Pero nada sacude al bufón presidencial. Sigue sumando frases de espanto para una penosa colección de imbecilidades. La «gripezinha» se le ha ido de las manos y ahora solo se le ocurre acudir a Dios que, como es «brasileño», lanzará una cura milagrosa. Sí, creer que la turística estatua del Cristo Redentor, en el Corcovado, es el mismísimo Dios en granito, nacido, criado y domiciliado en Brasil, es el más reciente aporte a la cultura universal por parte del ilustrísimo presidente Bolsonaro.
Al menos este remedio no cura pero tampoco mata, a diferencia de su empecinamiento en apostarle a fármacos que han sido desaconsejados por las autoridades sanitarias a nivel mundial y por la mismísima OMS, como la cloroquina y la hidroxicloroquina. Al inicio, cuando comenzaron a ser usados en otros países, Bolsonaro ni caso; bastó que comenzaran a generar polémica sobre su efectividad y que el otro muñeco diabólico del norte, al que le sigue los pasos, le diera por automedicarse con dichas pastillitas para que el excapitán devenido Jefe de Estado las comprara al por mayor y obligara al sistema sanitario brasileño a adoptarlas como tratamiento de cabecera. Resultado: otro ministro de salud fuera de circulación, la comunidad científica enervada, una aguda polarización política generada por los procloroquina y los anticloroquina, y muertos y más muertos contando, más los que nadie ni siquiera cuenta, pero mueren exactamente igual.
Y ante la escalada de los números terroríficos otras dos barrabasadas más, intentar esconder las estadísticas, ya de por sí manipuladas, acción que por suerte impidió la justicia, y lamentarse de la peor manera ante la prensa: «¿Qué quieren que haga? Soy Mesías —de segundo nombre— pero no hago milagros. La vida es así».
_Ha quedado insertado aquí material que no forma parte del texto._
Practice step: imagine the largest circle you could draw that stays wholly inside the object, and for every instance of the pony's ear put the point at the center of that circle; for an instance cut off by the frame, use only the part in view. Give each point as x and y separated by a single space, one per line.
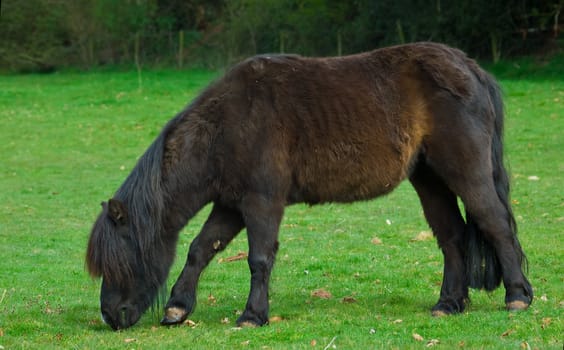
117 212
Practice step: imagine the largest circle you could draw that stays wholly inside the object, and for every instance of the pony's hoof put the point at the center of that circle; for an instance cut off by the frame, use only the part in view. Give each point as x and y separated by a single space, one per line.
439 313
247 324
516 305
174 315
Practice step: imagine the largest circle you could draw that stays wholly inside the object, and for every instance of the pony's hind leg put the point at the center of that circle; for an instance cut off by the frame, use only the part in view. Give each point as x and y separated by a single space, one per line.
469 169
262 218
222 225
441 211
No, señor presidente. Nadie le pide milagros. Los brasileños le piden acciones sensatas para contener la propagación de la enfermedad, comenzando por reconocer la seriedad del fenómeno, respetar las disposiciones internacionales para frenar el contagio, así como darle voz y voto a su comunidad médica y científica. Completaría la lista, una actitud menos comprometida con el sector financiero, la economía agoniza pero esa siempre tendrá una mano amiga que la salve, no así los ciudadanos que tiene bajo su guarda.
Y aunque parezca terrible, nada de esto es suficiente para que la clase política quiera deponerlo. El juicio político que muchos de a pie desearían, no está ni siquiera a las puertas, porque por más sandeces que diga, su agenda económica es totalmente funcional a los intereses de quienes le pusieron allí. Su política exterior de sometimiento yanqui es perfecta para que resulte inamovible y sus meteduras de pata sirven para que le robe toda la atención a lo verdaderamente urgente.
Contrario a lo que la lógica indica, Bolsonaro se llena de alianzas con oportunistas más experimentados que él. Ha decepcionado a no pocos, pero tiene una base sólida de votantes leales. Todavía le acompaña el mando militar y la izquierda está desarticulada, dividida y desprestigiada por los estigmas de la corrupción. Está la pieza de Sergio Moro y un círculo de la derecha que puede escindirse. Pero es una carta guardada para el momento preciso.
Lo peor de todo no es el haberse equivocado en elegir a un mal gobernante. Bolsonaro no es el primero, ni el último; a lo mejor ni siquiera el malo entre los malos. Lo peor de todo es que, tropezar con la misma piedra, suele ser una vieja y mala costumbre humana en pueblos con conciencia política a corto plazo.